We’re entering the season of the year when, where I live, the kids’ summer swim leagues are beginning their practices and meets.  Some of these are held in pools.  Others are held in lakes where there are docks that have been carefully placed so as to be separated by 25 yards or 25 meters or, in a few cases, 50 meters, with lane lines strung between them and the standard flags that, in pools, are designed to warn backstrokers that they are approaching the wall, but in lakes, where there are no painted lines on the bottom, often serve to warn breaststrokers, butterfliers, and freestylers of the same thing.

Except for backstroke, all of these events begin with what is called a forward start.  This start is normally done by diving from a starting block.  The rules for USA Swimming, U.S. Masters Swimming, and NCAA also permit a swimmer to start in the water with at least one hand touching the side of the pool, but I know of few self-respecting swimmers who would actually be willing to do this, since most of them would see it as a very visible way of advertising that they really don’t know what they’re doing (sort of like using a tricycle, or a bicycle with training wheels, for the biking part of a triathlon).

For more than a year now, I’ve been doing most of my practices alongside a kids’ swim team, and as a coach, I sometimes find myself observing what they’re doing, both from above and from below the water.  Here are some assorted things I’ve noted about forward starts:

> Swimmers who are learning to do forward starts, and who have no diving background, tend to want to enter the water like a partially open jackknife (i.e., they already have their head and arms down, but don’t find it natural to get their legs and feet up).

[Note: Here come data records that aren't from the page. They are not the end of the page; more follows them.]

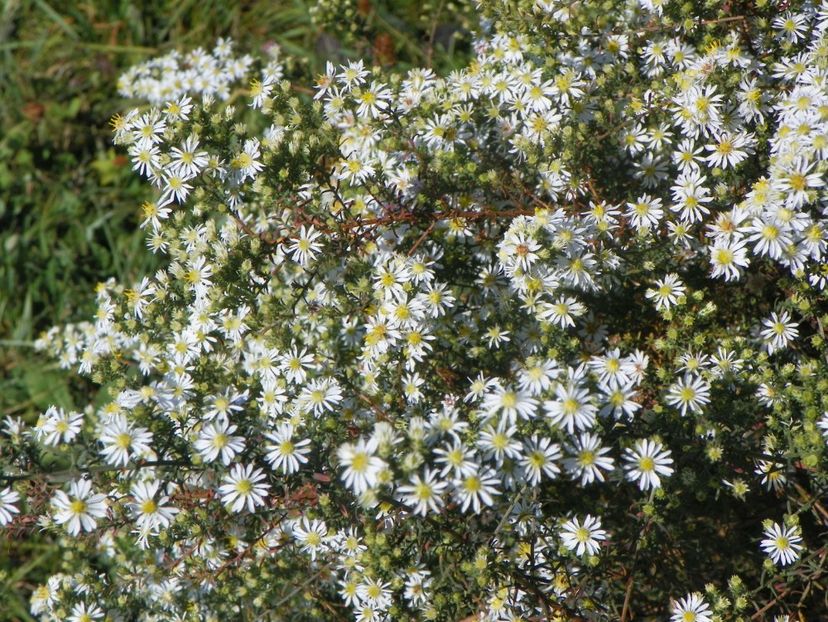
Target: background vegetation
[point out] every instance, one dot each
(69, 202)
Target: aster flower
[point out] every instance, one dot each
(782, 544)
(8, 499)
(285, 453)
(244, 486)
(691, 608)
(583, 536)
(646, 462)
(80, 508)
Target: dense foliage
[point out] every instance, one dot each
(541, 338)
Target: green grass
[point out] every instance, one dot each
(69, 201)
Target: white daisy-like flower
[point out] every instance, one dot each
(244, 486)
(691, 608)
(782, 544)
(646, 461)
(80, 508)
(583, 536)
(8, 498)
(285, 453)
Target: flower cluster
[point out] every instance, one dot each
(508, 343)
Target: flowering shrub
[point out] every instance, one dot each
(539, 339)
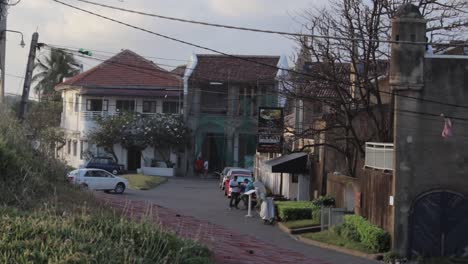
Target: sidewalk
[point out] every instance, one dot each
(229, 247)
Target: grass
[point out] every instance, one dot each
(143, 182)
(301, 223)
(47, 237)
(44, 219)
(330, 237)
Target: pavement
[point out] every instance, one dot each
(197, 209)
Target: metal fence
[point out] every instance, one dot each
(379, 155)
(330, 217)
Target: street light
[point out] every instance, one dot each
(22, 44)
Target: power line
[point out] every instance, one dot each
(260, 30)
(226, 54)
(113, 53)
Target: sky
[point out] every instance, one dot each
(63, 26)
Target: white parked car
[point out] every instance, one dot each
(97, 179)
(228, 171)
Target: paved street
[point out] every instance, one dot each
(207, 204)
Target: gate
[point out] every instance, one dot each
(439, 225)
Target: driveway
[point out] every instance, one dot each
(203, 200)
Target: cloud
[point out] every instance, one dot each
(62, 25)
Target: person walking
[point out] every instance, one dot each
(235, 191)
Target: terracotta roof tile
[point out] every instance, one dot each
(242, 69)
(125, 70)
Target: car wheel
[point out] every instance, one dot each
(119, 188)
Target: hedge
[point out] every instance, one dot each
(292, 210)
(360, 230)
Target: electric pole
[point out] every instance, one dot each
(3, 17)
(28, 76)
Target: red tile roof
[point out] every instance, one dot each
(125, 70)
(223, 68)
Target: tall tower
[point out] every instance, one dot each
(407, 60)
(407, 81)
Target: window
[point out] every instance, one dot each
(96, 174)
(170, 107)
(75, 147)
(77, 103)
(69, 147)
(94, 105)
(214, 99)
(81, 149)
(294, 178)
(149, 106)
(125, 106)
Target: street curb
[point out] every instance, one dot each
(297, 231)
(355, 253)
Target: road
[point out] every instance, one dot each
(203, 199)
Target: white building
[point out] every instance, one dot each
(126, 82)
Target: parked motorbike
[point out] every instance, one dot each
(267, 207)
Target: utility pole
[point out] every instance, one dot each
(28, 76)
(3, 18)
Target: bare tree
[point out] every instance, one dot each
(346, 74)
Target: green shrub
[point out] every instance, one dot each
(360, 230)
(390, 257)
(293, 210)
(45, 237)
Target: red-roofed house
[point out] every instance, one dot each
(125, 82)
(222, 96)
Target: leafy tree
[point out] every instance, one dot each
(109, 131)
(43, 120)
(162, 132)
(344, 75)
(52, 69)
(166, 132)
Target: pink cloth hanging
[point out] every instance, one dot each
(448, 130)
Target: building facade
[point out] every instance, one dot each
(222, 96)
(126, 82)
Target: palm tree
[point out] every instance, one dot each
(52, 69)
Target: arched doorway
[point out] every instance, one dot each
(439, 225)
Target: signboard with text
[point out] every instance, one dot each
(270, 130)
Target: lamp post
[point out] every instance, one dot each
(2, 58)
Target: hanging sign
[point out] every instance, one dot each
(270, 130)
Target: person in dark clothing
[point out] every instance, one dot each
(235, 192)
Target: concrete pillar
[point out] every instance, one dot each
(236, 149)
(406, 79)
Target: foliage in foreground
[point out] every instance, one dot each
(96, 238)
(28, 176)
(301, 223)
(292, 210)
(358, 229)
(330, 237)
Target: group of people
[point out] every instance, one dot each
(237, 192)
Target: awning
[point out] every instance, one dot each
(129, 92)
(291, 163)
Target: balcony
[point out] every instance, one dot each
(92, 115)
(379, 156)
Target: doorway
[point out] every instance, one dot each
(133, 159)
(438, 228)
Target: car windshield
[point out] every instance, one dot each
(245, 172)
(242, 178)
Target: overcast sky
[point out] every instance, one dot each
(60, 25)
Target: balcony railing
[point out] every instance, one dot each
(379, 156)
(91, 115)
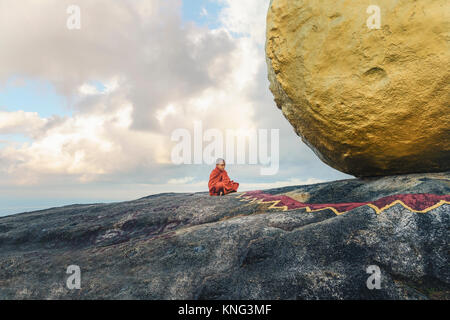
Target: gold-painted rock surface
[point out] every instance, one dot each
(369, 102)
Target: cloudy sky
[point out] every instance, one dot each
(86, 115)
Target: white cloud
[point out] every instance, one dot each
(20, 122)
(158, 76)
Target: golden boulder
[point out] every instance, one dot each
(366, 87)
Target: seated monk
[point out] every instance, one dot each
(219, 182)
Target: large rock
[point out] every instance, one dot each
(193, 246)
(369, 102)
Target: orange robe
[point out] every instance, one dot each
(220, 182)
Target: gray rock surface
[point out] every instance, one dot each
(193, 246)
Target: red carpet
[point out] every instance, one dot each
(421, 202)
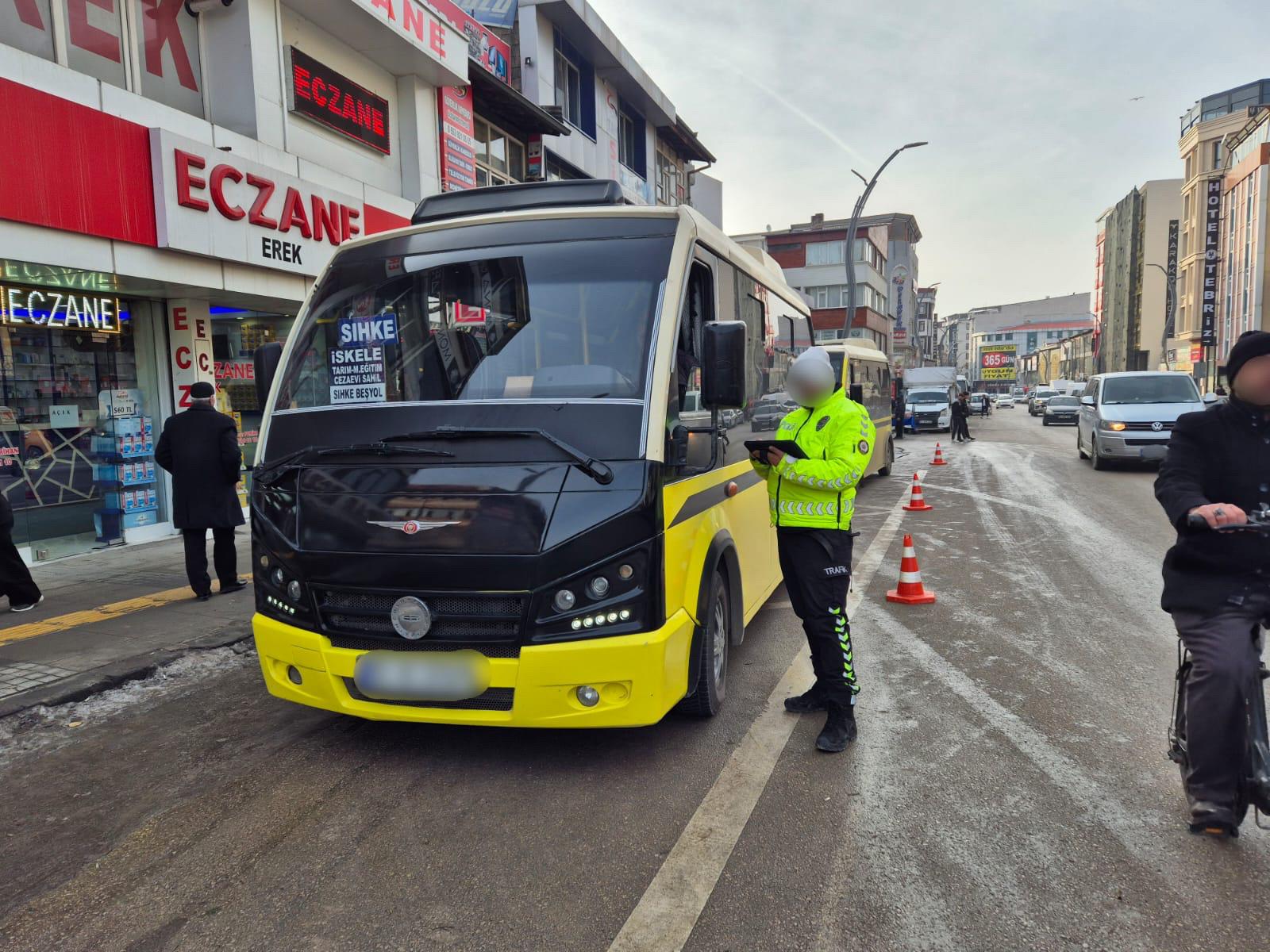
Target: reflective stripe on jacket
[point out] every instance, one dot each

> Swimmers who are learning to do forward starts, and who have experience diving off a diving board, tend to want to enter the water as though they were going off a diving platform (i.e., they have no trouble getting their legs and feet up, but they find it natural to enter the water as though their target were the bottom of the pool rather than the far end of the pool).

> Swimmers who don’t get their legs and feet up enough make a big splash when they enter the water, get a red chest and belly, and also don’t succeed in really getting under the water, which prevents them from being able to streamline well.

> Swimmers who go off the blocks as though they were going off a diving platform go too deep, and end up having to climb back to the surface, significantly increasing the distance they have to travel, and costing them precious time.

> Until a swimmer hits the water, a forward start is sort of a cross between a standing broad jump and a high jump.  I suspect that dryland practice of these two types of jumps might improve a swimmer’s forward starts.

> There’s a similarity between a good arm entry in freestyle and a good body entry in a forward start.  In both, you want to strive for a "mail slot" entry in which your hand entry cuts a hole in the water and everything else slides in through that same hole.

> Having your head too high when you enter the water is as bad as having it too high when you’re swimming.  It is also possible, if your head is too high when you hit the water, for the impact of the water to give you two black eyes!  Enter the water in a tight streamline, with your nose pointed at the bottom.

> Many pools take it for granted that kids (even kids who have been swimming competitively for a decade or more) need to regularly practice their forward starts, but make absolutely no provision for adult competitive swimmers to do the same thing.  Why this is isn’t clear, but unless and until it changes, it’s useful for adults to look for a pool that isn’t too strict about enforcing its rules.